温泉ライター、小暮淳の公式ブログです。雑誌や新聞では書けなかったこぼれ話や講演会、セミナーなどのイベント情報および日常をつれづれなるままに公表しています。
プロフィール
小暮 淳
小暮 淳
こぐれ じゅん



1958年、群馬県前橋市生まれ。

群馬県内のタウン誌、生活情報誌、フリーペーパー等の編集長を経て、現在はフリーライター。

温泉の魅力に取りつかれ、取材を続けながら群馬県内の温泉地をめぐる。特に一軒宿や小さな温泉地を中心に訪ね、新聞や雑誌にエッセーやコラムを執筆中。群馬の温泉のPRを兼ねて、セミナーや講演活動も行っている。

群馬県温泉アドバイザー「フォローアップ研修会」講師(平成19年度)。

長野県温泉協会「研修会」講師(平成20年度)

NHK文化センター前橋教室「野外温泉講座」講師(平成21年度~現在)
NHK-FM前橋放送局「群馬は温泉パラダイス」パーソナリティー(平成23年度)

前橋カルチャーセンター「小暮淳と行く 湯けむり散歩」講師(平成22、24年度)

群馬テレビ「ニュースジャスト6」コメンテーター(平成24年度~27年)
群馬テレビ「ぐんまトリビア図鑑」スーパーバイザー(平成27年度~現在)

NPO法人「湯治乃邑(くに)」代表理事
群馬のブログポータルサイト「グンブロ」顧問
みなかみ温泉大使
中之条町観光大使
老神温泉大使
伊香保温泉大使
四万温泉大使
ぐんまの地酒大使
群馬県立歴史博物館「友の会」運営委員



著書に『ぐんまの源泉一軒宿』 『群馬の小さな温泉』 『あなたにも教えたい 四万温泉』 『みなかみ18湯〔上〕』 『みなかみ18湯〔下〕』 『新ぐんまの源泉一軒宿』 『尾瀬の里湯~老神片品11温泉』 『西上州の薬湯』『金銀名湯 伊香保温泉』 『ぐんまの里山 てくてく歩き』 『上毛カルテ』(以上、上毛新聞社)、『ぐんま謎学の旅~民話と伝説の舞台』(ちいきしんぶん)、『ヨー!サイゴン』(でくの房)、絵本『誕生日の夜』(よろずかわら版)などがある。

2016年07月27日

尻焼温泉 「ホテル光山荘」②


 <それでも湯は熱いのだが、不思議とクールな浴感であることに気づいた。
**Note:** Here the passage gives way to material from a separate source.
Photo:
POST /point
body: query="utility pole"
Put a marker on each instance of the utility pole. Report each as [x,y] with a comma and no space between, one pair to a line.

まるでミントの入浴剤に入っているような清涼感である。その感覚は、湯から上がっても変わらない。体が火照ることなく、汗も噴き出さない。なんとも涼しい湯である。>
 (『群馬の小さな温泉』(上毛新聞社) より)


 昨日は月に1度の野外講座日でした。
 僕は8年前からNHK文化センターのカルチャー教室で、温泉講座の講師をしています。
 平成28年度の7月講座は、尻焼温泉(群馬県中之条町) へ行ってきました。
 川が露天風呂になっていることで有名な、群馬を代表する秘湯であります。

 「先生、昔ここは新花敷温泉っていってましたよね」
 バスを降りて、長笹沢川に架かる 「尻明(しりあき)橋」 を渡っている時に、年配の受講生が話しかけてきました。
 「よく、ご存知ですね。尻焼(しりやき) の名を嫌った時代があったんですよ」

 温泉の発見は古く、嘉永7年(1854) の古地図には、すでに記されています。
 村人たちが利用していたらしいのですが、入浴よりも主に “ねどふみ” という作業に利用していたようです。
 “ねどふみ” とは、この土地に生える菅(すげ) や萱(かや) などを川底から湧き出す温泉に浸して、足で踏んでやわらかくする作業のことです。
 その菅や萱で編んだ草履(ぞうり) や筵(むしろ) は、丈夫で水に強くて通気性も良いため、農作業や家庭で大変重宝されたといいます。
 ちなみに “ねどふみ” の 「ねど」 とは、温泉に草を寝かせる所の意味だそうです。

 この地に温泉旅館が建ったのは、昭和元年(1926) のこと。
 手前にある花敷(はなしき) 温泉で経営していた関晴館本館が、別館として新築開業したのが始まりでした。
 ※(現在、本館は廃業し、別館のみが営業しています)

 花敷温泉が古くから開けていたのに比べ、なぜ尻焼温泉の開発は遅れたのでしょうか?
 これには諸説ありますが、道が急峻だったことと、温泉のまわりにヘビがたくさん生息していて、人々を寄せ付けなかったからだといわれています。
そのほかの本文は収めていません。